I viaggi aprono la mente e il cuore. E così, cominciando con i tanti viaggi in Terrasanta, centinaia di persone hanno incontrato il Gesù storico vissuto nella sua terra e ora leggono il Vangelo con altri occhi. Ma anche nei viaggi in altri paesi si trova tanta bellezza che ci fa bene: il mondo non finisce nel sagrato delle nostre parrocchie!
Un desiderio forte per la Chiesa universale e diocesana.

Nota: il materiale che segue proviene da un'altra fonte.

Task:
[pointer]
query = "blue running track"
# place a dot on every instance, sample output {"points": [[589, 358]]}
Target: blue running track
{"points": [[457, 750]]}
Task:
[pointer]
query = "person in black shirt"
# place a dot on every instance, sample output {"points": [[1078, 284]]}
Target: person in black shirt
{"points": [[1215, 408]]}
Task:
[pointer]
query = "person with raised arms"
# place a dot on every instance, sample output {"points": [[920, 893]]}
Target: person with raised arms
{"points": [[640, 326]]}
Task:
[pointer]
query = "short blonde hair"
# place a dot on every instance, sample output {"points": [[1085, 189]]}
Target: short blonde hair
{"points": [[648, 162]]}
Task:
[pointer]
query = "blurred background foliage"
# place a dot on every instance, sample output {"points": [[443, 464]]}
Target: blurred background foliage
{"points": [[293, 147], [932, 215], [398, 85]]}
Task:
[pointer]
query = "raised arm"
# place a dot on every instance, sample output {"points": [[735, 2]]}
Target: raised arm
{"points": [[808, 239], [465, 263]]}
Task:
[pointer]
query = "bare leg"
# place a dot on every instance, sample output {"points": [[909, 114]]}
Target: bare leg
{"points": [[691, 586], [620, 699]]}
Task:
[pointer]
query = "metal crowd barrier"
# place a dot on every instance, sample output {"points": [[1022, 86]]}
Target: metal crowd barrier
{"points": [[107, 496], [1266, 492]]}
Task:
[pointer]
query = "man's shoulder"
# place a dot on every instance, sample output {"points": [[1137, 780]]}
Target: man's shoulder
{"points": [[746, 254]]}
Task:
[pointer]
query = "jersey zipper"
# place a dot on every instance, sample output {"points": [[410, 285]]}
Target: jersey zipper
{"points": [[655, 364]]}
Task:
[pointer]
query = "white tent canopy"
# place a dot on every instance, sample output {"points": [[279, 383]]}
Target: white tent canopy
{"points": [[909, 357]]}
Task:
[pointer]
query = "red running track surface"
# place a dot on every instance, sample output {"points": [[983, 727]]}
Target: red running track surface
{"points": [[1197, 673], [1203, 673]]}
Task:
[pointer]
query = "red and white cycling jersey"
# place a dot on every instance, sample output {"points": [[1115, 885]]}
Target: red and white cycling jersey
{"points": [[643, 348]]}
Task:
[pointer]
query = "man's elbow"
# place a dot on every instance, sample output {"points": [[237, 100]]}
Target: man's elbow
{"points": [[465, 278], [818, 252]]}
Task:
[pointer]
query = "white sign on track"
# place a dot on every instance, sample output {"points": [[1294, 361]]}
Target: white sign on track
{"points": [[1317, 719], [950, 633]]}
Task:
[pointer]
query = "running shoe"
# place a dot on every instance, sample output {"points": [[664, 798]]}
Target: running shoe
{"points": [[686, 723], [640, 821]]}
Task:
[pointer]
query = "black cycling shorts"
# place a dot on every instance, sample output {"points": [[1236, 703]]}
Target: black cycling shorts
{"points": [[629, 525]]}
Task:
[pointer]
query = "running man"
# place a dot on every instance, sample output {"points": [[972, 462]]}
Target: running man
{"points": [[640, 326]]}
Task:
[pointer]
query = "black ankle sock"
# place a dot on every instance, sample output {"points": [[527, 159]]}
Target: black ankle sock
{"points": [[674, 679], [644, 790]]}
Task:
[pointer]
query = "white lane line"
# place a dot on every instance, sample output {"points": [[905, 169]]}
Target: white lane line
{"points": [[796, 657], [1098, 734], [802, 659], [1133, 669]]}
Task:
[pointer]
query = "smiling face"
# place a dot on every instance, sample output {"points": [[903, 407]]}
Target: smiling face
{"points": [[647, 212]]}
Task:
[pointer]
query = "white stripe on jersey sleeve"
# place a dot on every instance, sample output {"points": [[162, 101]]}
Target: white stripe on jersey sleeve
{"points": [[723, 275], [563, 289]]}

La Chiesa che ci propone Papa Francesco è quella che ogni giorno ci stimola a tornare alla radicalità del Vangelo. Ci siamo accorti che tante proposte, anche quelle che hanno arricchito il mio sacerdozio, non sono più proponibili allo stesso modo e allora bisogna proprio cambiare strada, trattenendo lo spirito più autentico e lasciando andare quanto invece appesantisce e non serve. Mi pare invece di vedere due estremi: una rigidità ed un bigottismo che hanno paura del mondo che cambia o dall’altra parte l’idea che tutto è inutile e quindi bisogna buttar via anche quanto ancora ha qualcosa di bello da offrire. Siamo nel tempo del cambio d’epoca, dice il papa e non è facile cambiare passo. Ma è tanto bello, quasi come il tempo del dopo Concilio nel quale è iniziata la mia esperienza sacerdotale, insieme ai miei amici che con me festeggiano questo bel traguardo.